For centuries the Native Americans lived in and used the Cedar Mountains for hunting and gathering food. The first white European visitors were most likely trappers exploring the area around the Great Salt Lake. The first documented visit occurred with the John C. Fremont expedition sponsored by the U.S. Government in 1845. Lansford W. Hastings would later identify a portion of his shortcut route on the California emigrant trail across the northern portion of the Cedar Mountains, lending his name to Hastings Pass. This was an crucial part of the route of the ill fated Donner–Reed party and it is an important section of the California National Historic Trail. The last water available to pioneer parties before the 80 mile waterless crossing of the Great Salt Lake basin to Donner Spring is located in the Cedar Mountains.

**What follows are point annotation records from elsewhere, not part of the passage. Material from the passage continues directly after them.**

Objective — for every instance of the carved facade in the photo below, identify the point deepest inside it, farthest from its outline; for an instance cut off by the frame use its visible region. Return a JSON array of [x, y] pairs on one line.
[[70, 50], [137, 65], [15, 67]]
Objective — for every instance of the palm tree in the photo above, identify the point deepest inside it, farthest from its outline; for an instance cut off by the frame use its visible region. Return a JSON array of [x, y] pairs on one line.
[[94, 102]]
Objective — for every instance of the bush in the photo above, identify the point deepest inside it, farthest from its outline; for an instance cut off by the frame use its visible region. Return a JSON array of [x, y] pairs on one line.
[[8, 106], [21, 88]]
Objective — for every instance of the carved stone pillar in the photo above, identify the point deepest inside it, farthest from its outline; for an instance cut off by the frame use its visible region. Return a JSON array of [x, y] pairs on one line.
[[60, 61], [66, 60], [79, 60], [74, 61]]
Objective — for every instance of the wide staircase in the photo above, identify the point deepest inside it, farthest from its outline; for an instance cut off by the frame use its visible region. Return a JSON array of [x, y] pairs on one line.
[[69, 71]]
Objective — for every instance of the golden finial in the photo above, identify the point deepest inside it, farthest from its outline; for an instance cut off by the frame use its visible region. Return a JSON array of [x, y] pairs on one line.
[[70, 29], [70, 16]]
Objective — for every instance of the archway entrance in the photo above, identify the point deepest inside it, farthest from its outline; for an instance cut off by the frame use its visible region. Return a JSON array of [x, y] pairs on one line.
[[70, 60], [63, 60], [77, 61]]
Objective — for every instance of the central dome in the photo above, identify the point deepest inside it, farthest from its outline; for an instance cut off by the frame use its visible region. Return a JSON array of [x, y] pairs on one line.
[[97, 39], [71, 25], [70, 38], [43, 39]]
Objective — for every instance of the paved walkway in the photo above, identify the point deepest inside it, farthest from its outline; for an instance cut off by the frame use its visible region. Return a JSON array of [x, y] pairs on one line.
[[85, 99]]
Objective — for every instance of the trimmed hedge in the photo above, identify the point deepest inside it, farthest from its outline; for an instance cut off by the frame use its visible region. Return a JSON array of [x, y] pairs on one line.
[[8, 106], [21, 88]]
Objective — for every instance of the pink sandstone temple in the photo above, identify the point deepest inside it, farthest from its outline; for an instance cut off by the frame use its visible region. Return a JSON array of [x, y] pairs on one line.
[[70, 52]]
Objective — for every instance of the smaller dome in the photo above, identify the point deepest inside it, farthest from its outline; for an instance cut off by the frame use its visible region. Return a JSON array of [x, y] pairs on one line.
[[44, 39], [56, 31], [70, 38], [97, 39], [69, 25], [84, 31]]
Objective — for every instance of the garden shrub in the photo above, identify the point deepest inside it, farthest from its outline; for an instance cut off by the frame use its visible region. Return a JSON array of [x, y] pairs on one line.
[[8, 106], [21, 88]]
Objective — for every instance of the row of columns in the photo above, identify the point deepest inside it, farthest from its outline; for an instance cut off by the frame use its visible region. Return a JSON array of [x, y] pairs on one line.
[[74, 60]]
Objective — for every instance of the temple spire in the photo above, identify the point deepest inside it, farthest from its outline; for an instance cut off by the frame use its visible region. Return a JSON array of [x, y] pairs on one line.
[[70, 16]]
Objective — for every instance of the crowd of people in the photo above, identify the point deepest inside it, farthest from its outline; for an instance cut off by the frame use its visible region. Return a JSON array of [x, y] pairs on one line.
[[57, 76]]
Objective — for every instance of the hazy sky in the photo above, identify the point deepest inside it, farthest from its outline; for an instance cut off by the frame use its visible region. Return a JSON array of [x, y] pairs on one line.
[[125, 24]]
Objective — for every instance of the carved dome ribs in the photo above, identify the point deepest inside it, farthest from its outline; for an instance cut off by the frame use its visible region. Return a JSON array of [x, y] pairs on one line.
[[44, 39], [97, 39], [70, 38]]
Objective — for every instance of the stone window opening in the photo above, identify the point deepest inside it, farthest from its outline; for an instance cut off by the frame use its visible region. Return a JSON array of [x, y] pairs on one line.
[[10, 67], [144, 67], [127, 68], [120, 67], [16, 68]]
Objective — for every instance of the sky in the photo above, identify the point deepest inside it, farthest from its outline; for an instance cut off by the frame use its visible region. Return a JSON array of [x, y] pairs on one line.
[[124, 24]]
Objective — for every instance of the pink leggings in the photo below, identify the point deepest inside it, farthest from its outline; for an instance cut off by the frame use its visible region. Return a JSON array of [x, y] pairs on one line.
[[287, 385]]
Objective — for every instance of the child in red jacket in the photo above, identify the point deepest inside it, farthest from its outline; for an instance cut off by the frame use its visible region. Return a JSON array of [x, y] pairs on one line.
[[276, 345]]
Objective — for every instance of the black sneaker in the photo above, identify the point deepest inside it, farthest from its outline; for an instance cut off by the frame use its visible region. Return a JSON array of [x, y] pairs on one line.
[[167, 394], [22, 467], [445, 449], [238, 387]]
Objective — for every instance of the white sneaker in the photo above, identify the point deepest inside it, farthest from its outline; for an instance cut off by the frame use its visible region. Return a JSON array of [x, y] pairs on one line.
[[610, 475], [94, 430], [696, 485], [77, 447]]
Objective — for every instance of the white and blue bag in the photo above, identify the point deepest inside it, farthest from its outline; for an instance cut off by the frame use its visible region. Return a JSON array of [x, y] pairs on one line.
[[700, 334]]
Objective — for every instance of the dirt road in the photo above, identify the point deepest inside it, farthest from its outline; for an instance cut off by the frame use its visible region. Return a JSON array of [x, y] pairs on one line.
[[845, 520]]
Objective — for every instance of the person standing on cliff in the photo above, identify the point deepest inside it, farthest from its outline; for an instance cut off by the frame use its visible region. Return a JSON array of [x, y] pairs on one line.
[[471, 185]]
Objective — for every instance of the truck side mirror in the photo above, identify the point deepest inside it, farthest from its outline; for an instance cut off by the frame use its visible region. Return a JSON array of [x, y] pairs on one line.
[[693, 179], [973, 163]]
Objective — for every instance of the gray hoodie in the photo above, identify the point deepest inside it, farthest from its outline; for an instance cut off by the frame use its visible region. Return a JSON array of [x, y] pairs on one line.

The Cedar Mountains wild horse herd can be found within portions of the wilderness. There are approximately 250 head of wild horses that frequent the area, mainly in the south. This herd is known for its physically large horses and for their beautiful colors. More info on Wild Horses.
Other wildlife found in the Cedar Mountain Wilderness include golden eagles, bald eagles (seasonally), mule deer, pronghorn antelope, ferruginous hawk, Swainson’s hawk, spotted bat, black tail jack rabbit, desert cottontail, bobcat, mountain lion, badgers, and the Skull Valley pocket gopher.